Since MSG Sports spun off from its parent company in 2020, the stock has steadily risen from the $161 open price on its first day on the market to more than $330 today. But the publicly traded holding company, which owns the New York Knicks and Rangers, has designs on how to unlock even more value.
On Wednesday, the Dolan family-owned MSG Sports announced that its board of directors unanimously approved a plan to explore potentially splitting the Knicks and Rangers into separate businesses. The goal, according to the company, would be to give investors a cleaner look at the balance sheets and upside of each team, while giving them more wiggle room with their finances.
No timeline was given for the transaction, nor is there any guarantee a deal will be completed. Any move would be subject to league approvals, sign off from MSG Sports’ board and the receipt of a tax opinion from counsel.
The news gave MSG Sports shares a jolt when the market opened on Wednesday morning, with prices climbing roughly 13%. Still, even as the company’s market capitalization now tops $8 billion, it pales in comparison to the private market value of the franchises. According to Sportico’s most recent valuations in the NBA and the NHL, the Knicks ($9.85 billion) and Rangers ($3.65 billion) are collectively worth $13.5 billion.
They’re not the only publicly traded teams that Wall Street has generally been sour on. Manchester United, which ranked No. 2 on Sportico’s most recent list of the world’s most valuable soccer teams at $6.09 billion, has a market capitalization of just over $3 billion. Meanwhile, the Atlanta Braves don’t have quite as wide of a gap, but their public valuation falls roughly $1 billion short of their private mark of $3.71 billion.
“I think there’s a general misunderstanding of sports as an asset class,” said Chris Marangi, the CIO of Value at Gabelli Funds, which operates a sports ETF fund where MSG Sports is the largest holding. “[Teams] don’t trade on PE or even priced to free cash flow. They are much like gold, stores of value, scarce assets that have to be understood in that context.”
That historical lack of enthusiasm on Wall Street can flip when a private sale comes into the picture. Richard Jacobs launched an IPO for the Cleveland Indians, now called the Guardians, at $15 a share. But the stock dropped below $10 until he announced he was selling the team. That drove prices over $20, and Larry Dolan, the uncle of MSG Sports chairman James Dolan, agreed to buy the team for $323 million in 2000, locking in a nice profit for shareholders.

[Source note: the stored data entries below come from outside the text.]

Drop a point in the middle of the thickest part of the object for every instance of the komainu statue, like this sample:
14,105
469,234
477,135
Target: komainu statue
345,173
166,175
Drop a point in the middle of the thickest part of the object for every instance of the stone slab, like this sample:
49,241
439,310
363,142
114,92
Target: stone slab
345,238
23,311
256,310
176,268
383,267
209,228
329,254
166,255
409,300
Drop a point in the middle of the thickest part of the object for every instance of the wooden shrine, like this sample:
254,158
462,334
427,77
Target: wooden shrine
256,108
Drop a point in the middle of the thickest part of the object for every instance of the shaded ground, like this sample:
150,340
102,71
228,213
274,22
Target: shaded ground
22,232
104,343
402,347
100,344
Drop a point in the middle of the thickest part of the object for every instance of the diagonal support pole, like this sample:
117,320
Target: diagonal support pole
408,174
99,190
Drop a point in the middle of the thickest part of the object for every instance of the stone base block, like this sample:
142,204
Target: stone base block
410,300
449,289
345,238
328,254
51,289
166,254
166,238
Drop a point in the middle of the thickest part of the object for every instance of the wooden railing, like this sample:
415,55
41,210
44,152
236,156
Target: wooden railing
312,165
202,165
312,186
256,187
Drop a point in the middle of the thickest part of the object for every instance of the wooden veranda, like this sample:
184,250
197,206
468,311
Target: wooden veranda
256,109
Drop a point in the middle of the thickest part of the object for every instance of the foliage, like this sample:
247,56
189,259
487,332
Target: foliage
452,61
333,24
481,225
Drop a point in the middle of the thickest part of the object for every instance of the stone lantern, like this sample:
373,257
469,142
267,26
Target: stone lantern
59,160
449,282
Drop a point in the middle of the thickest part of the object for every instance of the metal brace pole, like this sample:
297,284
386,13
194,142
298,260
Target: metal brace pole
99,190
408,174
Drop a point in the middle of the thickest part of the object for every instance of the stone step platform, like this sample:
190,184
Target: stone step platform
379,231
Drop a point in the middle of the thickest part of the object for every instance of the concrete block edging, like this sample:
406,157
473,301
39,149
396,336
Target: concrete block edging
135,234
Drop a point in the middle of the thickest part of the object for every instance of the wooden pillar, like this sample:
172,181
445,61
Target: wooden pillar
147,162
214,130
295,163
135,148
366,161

A similar situation unfolded when the Glazer family brought in investment bank Raine Group to explore “strategic alternatives” for Manchester United, leading the club’s then-share price of $13 to more than double at the prospect of a potential sale. Ineos founder Jim Ratcliffe eventually bought a 25% stake in 2024 that implied a valuation of $6 billion, even if Manchester United’s market capitalization continues to lag.
In theory, the simplified asset structure could open the door to a minority stake sale, control transaction or take-private deal for either franchise, especially for investors who have divergent views about the future of each league. The market for sports investments has been red hot, with the average NBA and NHL team values rising 113% and 108%, respectively, over the past three years. The basketball world alone saw the two biggest control sales in professional sports history in 2025, with hedge fund billionaire William Chisholm acquiring the Boston Celtics for $6.1 billion and Guggenheim Partners co-founder Mark Walter buying the Los Angeles Lakers for $10 billion.
MSG Sports declined to comment as to whether the potential move would be a precursor to any kind of sale or take-private transaction.
Either way, the Dolan family has a demonstrated knack for finding value, particularly through spin-offs. Since 2010, the Dolans have separated the Madison Square Garden Company and AMC Networks from Cablevision, split apart MSG’s sports and entertainment assets, and reshuffled the corporate hierarchy of MSG Networks and Sphere Entertainment. Now, the Knicks and Rangers may be next.
“I think there used to be this notion 20 years ago of the Dolan discount,” Marangi said. “I think given the actions of the family over that period, that has decidedly shifted to a Dolan premium.”